Ce dernier a vu plus d’une vingtaine de ses membres assister aux réunions des recherchistes voulant se syndiquer, confie-t-il au Devoir. « Je n’ai aucune colère, mais c’est un rappel à l’ordre qu’ils nous faisaient. Ça fait des années qu’ils sont mal traités par la convention collective, et il est temps que ça change. Moi, je le prends comme un coup de pied au derrière, un rappel à l’ordre. Il est temps qu’on les traite correctement. »
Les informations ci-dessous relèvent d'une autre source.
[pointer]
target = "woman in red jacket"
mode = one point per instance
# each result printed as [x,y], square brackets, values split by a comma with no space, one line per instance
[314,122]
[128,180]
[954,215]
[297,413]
Artistes, les recherchistes?

Les recherchistes peuvent-ils être reconnus comme des artistes au sens de la loi ? C’est la question que devra trancher le Tribunal administratif du travail si le dossier se rend jusqu’à lui. Dans une capsule vidéo, la présidente de l’Union des artistes, Sophie Prégent, estime « qu’il est tout à fait possible de dire que recherchiste, maintenant, c’est un travail qui s’apparente [à celui des] artistes créateurs, comme les metteurs en scène, les chorégraphes, les réalisateurs. » Un avis que partage Marie-Ève Potvin, recherchiste depuis 2004 et qui donne une formation sur sa profession à l’INIS. « Les recherchistes, ce sont des artistes à 100 %, tranche-t-elle. Ce sont des créateurs de contenus [à l’origine de] presque tout ce qu’on voit à la télévision. » « On n’est pas Picasso non plus, on va appeler un chat un chat, dit-elle en riant. Mais il faut tout le temps trouver des solutions, de nouvelles façons d’aborder de nouveaux sujets; pour moi c’est hypercréatif ce métier-là. » La recherchiste Amélie Badier, quant à elle, estime qu’il faut voir son corps de métier « dans une ligne de pensée où la recherche est l’équivalent de la réalisation et de la postproduction. En amont, pendant et après ».